А мне что делать? Что мне остается? Я же не знал, что ее с мужем пригласил сегодня вечером к себе майор Ингрэм. Откуда мне было знать, что Манфред Лорд, как он мне сейчас с улыбкой сообщает, и майор Ингрэм старые друзья. Ничего не знал я и о Берлинской стене. А знал ли о ней господин Лорд? В его доме и радиоприемник, и телевизор. Может быть, он умышленно скрыл от Верены берлинские события? Может, это он, проявив находчивость и очень постаравшись, подстроил эту встречу через миссис Дюрхэм?
Или все дело случая?
А насколько случайным вообще-то может быть случай?
— Оливер! — С распростертыми объятиями Манфред Лорд идет мне навстречу. — Невероятно! Вот это сюрприз! Как я рад! Верена, ты могла себе представить такое?
Вместо Верены подает голос миссис Ингрэм:
— О, да вы знакомы!
— Что значит знакомы?

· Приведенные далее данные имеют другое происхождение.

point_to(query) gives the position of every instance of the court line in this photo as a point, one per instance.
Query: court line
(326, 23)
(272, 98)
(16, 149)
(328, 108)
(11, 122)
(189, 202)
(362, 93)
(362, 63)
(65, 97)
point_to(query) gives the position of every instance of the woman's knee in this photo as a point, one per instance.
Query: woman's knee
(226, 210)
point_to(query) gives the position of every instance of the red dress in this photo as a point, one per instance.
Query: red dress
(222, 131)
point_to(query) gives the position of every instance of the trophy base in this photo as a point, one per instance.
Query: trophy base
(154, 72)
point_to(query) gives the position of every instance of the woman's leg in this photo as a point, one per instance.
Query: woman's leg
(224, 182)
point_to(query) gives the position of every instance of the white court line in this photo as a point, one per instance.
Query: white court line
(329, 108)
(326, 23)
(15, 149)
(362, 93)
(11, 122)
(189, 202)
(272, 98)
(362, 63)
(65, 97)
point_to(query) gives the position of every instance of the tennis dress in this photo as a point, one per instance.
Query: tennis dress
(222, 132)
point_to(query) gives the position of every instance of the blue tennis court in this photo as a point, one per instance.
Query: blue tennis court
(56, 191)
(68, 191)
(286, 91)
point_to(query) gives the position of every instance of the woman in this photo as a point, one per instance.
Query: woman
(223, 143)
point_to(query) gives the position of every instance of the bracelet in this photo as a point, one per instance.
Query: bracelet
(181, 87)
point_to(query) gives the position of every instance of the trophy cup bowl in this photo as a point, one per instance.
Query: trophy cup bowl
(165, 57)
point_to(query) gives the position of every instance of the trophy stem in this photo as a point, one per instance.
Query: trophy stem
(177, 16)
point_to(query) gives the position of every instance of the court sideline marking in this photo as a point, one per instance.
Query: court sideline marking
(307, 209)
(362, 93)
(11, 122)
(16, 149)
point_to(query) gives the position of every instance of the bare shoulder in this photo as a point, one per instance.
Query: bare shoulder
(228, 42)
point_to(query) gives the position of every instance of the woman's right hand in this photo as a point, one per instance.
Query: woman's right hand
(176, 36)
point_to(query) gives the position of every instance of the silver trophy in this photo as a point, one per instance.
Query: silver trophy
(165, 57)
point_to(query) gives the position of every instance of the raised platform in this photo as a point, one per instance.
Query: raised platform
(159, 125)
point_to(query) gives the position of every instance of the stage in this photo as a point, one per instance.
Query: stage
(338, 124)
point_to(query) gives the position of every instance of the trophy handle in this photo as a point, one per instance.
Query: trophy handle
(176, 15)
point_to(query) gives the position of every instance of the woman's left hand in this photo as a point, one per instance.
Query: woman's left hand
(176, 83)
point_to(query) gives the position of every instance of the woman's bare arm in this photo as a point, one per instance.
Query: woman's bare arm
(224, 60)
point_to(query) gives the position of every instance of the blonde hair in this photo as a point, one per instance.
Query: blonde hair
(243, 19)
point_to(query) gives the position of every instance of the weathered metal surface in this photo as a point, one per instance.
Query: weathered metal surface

Мы добрые старые друзья! Вы уже давно на острове, Оливер?
— Я…
В этот момент (господин на телеэкране все еще поет) миссис Дюрхэм делается плохо.
— Простите, господин Лорд… Одну минуточку…
Я отвожу миссис Дюрхэм в ванную. Облегчив себя, она выходит в коридор.
— «Риволи» слишком тяжелая вещь. Ничего общего с виски. Как я выгляжу?
— Великолепно.
— Я снова накрасилась, после того как…
— Миссис Дюрхэм.
— Да?
— У меня к вам просьба.
Мы стоим в коридоре у двери ванной. По телевизору теперь поет женщина.
«Da sola a sola…»[179]
— Не знаю, согласитесь ли вы мне помочь.